To be fair: it is not just Pakistanis. In fact, I have no idea if Pakistanis are particularly rapey compared to other similar groups, like Moroccans or Afghans. Those who can see has a 2013 narrative review here with examples from various European countries. The famous Germany Cologne new year’s evening rapes were mainly by Moroccans and Algerians:

Over 1,200 women were reportedly sexually assaulted during the 2015–16 public New Year’s Eve’s celebrations in Germany. Multiple women reported being raped. In many of the incidents, women in public places had been surrounded and assaulted by groups of men.[11][12][13][14] The Bundeskriminalamt (German Federal Criminal Police) confirmed in July 2016 that 1,200 women had been sexually assaulted on that New Year’s night.[1]

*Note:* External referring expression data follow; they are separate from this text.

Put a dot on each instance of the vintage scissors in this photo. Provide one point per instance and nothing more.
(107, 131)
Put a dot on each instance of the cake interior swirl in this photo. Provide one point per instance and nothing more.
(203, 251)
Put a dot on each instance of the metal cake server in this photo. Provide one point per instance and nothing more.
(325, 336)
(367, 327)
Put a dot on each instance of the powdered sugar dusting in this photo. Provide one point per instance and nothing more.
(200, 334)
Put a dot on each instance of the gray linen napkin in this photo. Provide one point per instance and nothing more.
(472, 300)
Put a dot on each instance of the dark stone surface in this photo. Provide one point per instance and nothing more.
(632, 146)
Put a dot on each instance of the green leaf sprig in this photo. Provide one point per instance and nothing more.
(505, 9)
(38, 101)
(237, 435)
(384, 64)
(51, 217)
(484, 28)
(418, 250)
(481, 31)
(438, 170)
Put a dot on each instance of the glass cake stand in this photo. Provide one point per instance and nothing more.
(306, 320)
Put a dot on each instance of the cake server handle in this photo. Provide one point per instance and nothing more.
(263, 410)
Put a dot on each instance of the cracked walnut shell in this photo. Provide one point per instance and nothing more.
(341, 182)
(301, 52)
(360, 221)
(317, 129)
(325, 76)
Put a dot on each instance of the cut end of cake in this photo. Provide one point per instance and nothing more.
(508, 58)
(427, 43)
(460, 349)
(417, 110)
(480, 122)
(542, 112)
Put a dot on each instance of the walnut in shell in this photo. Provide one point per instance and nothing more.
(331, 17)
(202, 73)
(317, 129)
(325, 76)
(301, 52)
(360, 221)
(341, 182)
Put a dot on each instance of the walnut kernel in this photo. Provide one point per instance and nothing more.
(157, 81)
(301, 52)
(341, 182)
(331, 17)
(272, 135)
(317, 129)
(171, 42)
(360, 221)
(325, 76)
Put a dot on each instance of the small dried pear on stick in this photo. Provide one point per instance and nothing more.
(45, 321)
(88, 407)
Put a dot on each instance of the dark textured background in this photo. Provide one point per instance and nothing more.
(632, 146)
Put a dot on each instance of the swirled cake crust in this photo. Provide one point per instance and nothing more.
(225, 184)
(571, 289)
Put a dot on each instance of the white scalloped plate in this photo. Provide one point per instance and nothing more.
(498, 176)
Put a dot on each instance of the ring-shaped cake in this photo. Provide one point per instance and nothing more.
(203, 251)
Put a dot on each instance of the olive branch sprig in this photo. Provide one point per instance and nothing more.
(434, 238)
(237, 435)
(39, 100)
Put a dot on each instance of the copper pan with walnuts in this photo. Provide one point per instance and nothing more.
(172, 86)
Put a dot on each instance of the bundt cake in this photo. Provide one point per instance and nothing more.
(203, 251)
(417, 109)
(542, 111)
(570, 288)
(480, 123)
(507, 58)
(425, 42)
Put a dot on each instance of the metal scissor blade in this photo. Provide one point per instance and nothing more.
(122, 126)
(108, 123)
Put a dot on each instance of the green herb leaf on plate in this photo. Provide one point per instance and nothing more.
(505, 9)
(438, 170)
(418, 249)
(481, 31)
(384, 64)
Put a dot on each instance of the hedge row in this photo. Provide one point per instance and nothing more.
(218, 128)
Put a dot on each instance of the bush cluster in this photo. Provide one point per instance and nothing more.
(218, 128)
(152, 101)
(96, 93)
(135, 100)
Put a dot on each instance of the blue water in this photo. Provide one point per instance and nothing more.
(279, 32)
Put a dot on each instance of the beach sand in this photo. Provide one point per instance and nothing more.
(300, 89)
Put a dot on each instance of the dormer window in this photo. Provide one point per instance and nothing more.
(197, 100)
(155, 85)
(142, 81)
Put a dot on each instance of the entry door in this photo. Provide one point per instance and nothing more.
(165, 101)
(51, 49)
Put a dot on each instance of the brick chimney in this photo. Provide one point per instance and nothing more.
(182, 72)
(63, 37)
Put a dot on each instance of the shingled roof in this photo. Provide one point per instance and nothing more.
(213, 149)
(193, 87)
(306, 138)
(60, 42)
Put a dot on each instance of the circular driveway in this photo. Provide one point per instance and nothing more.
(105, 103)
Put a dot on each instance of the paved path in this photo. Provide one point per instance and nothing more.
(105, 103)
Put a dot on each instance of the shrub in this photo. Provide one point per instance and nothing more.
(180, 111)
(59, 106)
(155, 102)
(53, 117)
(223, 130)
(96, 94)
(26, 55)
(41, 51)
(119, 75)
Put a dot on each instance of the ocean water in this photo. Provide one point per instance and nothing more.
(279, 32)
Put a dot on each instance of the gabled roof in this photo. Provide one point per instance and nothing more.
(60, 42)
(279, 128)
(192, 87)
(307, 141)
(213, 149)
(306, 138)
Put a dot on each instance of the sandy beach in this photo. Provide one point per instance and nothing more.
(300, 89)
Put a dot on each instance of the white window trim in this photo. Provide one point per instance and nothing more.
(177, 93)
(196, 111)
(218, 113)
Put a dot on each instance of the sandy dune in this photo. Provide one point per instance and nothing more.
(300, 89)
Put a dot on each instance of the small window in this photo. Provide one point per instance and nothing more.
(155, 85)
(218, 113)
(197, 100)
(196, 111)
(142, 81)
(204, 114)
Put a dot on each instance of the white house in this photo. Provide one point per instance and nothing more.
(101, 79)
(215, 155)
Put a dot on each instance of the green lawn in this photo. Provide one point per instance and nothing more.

By 4 January 2016, the German national media reported that in Cologne, the sexual assaulters had mostly been described as “North African“, “Arab“, “dark-skinned” and “foreign”. On 5 January 2016, the German government and the Cologne police speculated that the attacks might have been organized.[15][16][17] However, by 21 January, the North Rhine-Westphalian government declared that there were no indications of premeditated organized attacks,[18] and on 11 February, the new Cologne police chief stated the same. Instead, the Cologne police chief suggested that the perpetrators had come from countries where such sexual assaults by groups of men are common.[19] That suggestion was confirmed in a Federal Criminal Police report in June 2016, which also identified five more factors contributing to the occurrence of the attacks: group pressure, absence of police intervention, frustrations of migrants, disinhibition caused by alcohol and/or drug use, and disinhibition due to lack of social ties with German society.[20]

By April 2016, statistics recorded by authorities indicated that out of the identified 153 suspects in Cologne who were convicted of sexual offenses and other crimes during New Year’s Eve 2015–16, two-thirds were originally from Morocco or Algeria, 44% were asylum seekers, another 12% were likely to have been in Germany illegally, and 3% were underaged unaccompanied refugees.[21][22] By July 2016, the police stated that half of the 120 identified suspects of sexual offences on New Year’s Eve had arrived in Germany during the year 2015,[1][10] most of those 120 had come from North Africa,[1] and four suspects nationwide had been convicted.[23] By November 2016, around 200 suspects of the sexual assaults[1] had been identified nationwide.

Still, essentially all the groomer gangs reported on in the media have been of Pakistani origin. As such, if you prefer your teenager daughters don’t end up in their phone books, it would be wise to move away from them as far as possible. What else can you do when the authorities refuse to act and the media is more interested in portraying you as a demon than a concerned parent?